De Zeeuw has authored or co-authored 300 refereed papers and many other contributing papers. He has supervised the research projects of 25 master students and has guided the research of 75 graduate students and postdocs. Many now have tenured positions in astronomy, and two of them (Marijn Franx and Amina Helmi) have won the Spinoza Award. Amina was awarded the 2026 Kavli Prize in Astrophysics
. De Zeeuw holds honorary doctorates from the Université Claude Bernard Lyon, University of Padua and the University of Chicago.

Together with W. van Saarloos and L. Peletier, he co-founded the Lorentz Center, the International Center for Astronomy, Mathematics and Physics, in Leiden, and served on its steering committee for a decade.

De Zeeuw chaired the Board of the UK/NL/ES Isaac Newton Group of Telescopes on La Palma from 1999–2002.
De Zeeuw served on the HST Time Allocation Committee, chaired the Space Telescope Institute Council for four years and also served on the board of directors of the US-based Association of Universities for Research in Astronomy.

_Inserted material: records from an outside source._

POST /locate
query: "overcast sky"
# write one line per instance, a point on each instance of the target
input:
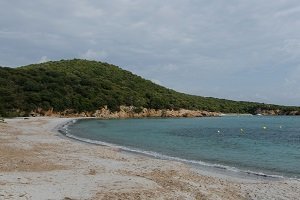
(235, 49)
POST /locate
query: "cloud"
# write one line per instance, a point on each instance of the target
(156, 81)
(43, 59)
(94, 55)
(241, 47)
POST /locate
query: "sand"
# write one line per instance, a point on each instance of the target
(37, 162)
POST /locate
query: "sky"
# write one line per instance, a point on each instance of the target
(233, 49)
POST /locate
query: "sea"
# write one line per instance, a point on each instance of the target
(267, 146)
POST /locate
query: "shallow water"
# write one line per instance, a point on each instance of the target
(254, 144)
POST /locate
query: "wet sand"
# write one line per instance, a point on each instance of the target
(37, 162)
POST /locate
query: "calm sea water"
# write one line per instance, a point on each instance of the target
(256, 144)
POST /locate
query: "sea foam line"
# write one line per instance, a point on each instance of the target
(65, 130)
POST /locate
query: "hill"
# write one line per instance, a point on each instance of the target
(84, 86)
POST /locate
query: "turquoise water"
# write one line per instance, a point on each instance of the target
(254, 144)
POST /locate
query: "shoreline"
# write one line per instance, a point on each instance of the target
(216, 170)
(46, 165)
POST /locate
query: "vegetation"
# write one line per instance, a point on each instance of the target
(84, 85)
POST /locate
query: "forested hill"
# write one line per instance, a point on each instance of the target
(83, 85)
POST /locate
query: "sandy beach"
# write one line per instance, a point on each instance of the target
(37, 162)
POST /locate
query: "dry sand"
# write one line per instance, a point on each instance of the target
(36, 162)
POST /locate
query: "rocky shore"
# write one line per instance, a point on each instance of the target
(126, 112)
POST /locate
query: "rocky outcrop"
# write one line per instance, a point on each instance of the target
(126, 112)
(276, 112)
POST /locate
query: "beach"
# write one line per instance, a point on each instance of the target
(37, 162)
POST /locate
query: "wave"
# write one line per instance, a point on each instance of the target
(64, 130)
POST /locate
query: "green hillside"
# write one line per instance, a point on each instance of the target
(89, 85)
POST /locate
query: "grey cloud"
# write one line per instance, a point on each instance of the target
(245, 50)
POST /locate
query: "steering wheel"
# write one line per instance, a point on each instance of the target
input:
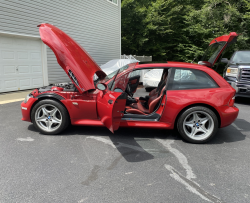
(128, 91)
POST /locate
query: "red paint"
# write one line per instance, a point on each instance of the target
(110, 109)
(71, 56)
(105, 108)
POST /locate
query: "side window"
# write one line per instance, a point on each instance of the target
(134, 73)
(191, 79)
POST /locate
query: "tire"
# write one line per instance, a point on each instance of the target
(50, 117)
(197, 124)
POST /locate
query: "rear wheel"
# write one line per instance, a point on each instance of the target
(197, 124)
(50, 117)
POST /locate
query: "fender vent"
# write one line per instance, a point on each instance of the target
(73, 77)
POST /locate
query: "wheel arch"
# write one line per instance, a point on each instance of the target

Between 2003 and 2006 he was a member of ESO's governing body, the Council, and chaired the Council Scientific Strategy Working Group. In this capacity he contributed to the development of ESO's strategic goals in 2004 and to changes in the ESO committee structure including the new terms of reference for the STC and OPC. He was the principal author of a report to Council outlining three scenarios for ESO's future role in European astronomy. In 2006/07 he chaired the Science Vision Working Group set up by ASTRONET, an ERA-NET activity funded by the European Commission and set up by funding agencies in Europe. The Science Vision Working Group established a global European Science Vision for Astronomy for the next 20 years.